Adding file to repo with many files is slow #3545

vertis · 2016-12-29T01:43:01Z

Version information:

go-ipfs version: 0.4.4-
Repo version: 4
System version: amd64/linux
Golang version: go1.7

Type: Bug

Priority: P1

Description:

Adding a file to an existing repo after many files have been imported is very slow.

This is local, without the daemon running (though that doesn't seem to matter).

# existing repo
root@localhost ~# ipfs repo stat
NumObjects 	 189555
RepoSize 	 43563229872
RepoPath 	 /data/ipfs
Version 	 fs-repo@4
root@localhost ~# dd if=/dev/random of=test.bin count=1024
0+1024 records in
113+1 records out
58024 bytes (58 kB) copied, 0.0343963 s, 1.7 MB/s
root@localhost ~# time -p ipfs add test.bin
added QmZikmEEAK923N6n1gpADRjWn7gSn3AyUGdSJXXqJmhk8W test.bin
real 11.49
user 0.16
sys 0.16

# new repo
root@localhost ~# ipfs repo stat
NumObjects 	 83
RepoSize 	 14358417
RepoPath 	 /data/ipfs2
Version 	 fs-repo@4
root@localhost ~# time -p ipfs add test.bin
added QmZikmEEAK923N6n1gpADRjWn7gSn3AyUGdSJXXqJmhk8W test.bin
real 0.26
user 0.01
sys 0.01

I had originally though it might just be the time writing the file out, however this doesn't appear to be the case. Even a tiny file incurs the ~10 second penalty.

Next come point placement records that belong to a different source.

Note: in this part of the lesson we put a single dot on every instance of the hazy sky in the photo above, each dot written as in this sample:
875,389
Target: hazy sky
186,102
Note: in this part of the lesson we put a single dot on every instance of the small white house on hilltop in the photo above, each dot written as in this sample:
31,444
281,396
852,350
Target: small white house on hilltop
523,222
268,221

Is this expected behaviour? because it sort of rules out using it for anything large like rubygems (which is what I was trying to import).

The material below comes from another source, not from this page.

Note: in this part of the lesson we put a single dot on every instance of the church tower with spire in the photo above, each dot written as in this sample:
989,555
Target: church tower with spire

This isn't on a particularly beefy machine, however it doesn't seem to be CPU bound or IO bound (I'm not a massive expert on the later, however zpool iostat isn't showing high values).

The text was updated successfully, but these errors were encountered:

vertis · 2016-12-29T03:11:10Z

Running this locally on my Macbook (to confirm it wasn't something weird with my ZFS drives), it does about 50k objects and then goes from roaring along at 0.05-0.06 seconds per file to 1-3 seconds per file

NumObjects 	 53533
RepoSize 	 3234337159
RepoPath 	 /Volumes/file/temp_ipfs
Version 	 fs-repo@4

Edit: correct number of objects downwards

ghost · 2016-12-29T16:45:21Z

I think I've been seeing similar behaviour while adding the cdn.media.ccc.de mirror. I haven't measured it, but the repo was initially nearly empty, then the 3.8TB add got slower and slower over time, and now additional adds are just as slow.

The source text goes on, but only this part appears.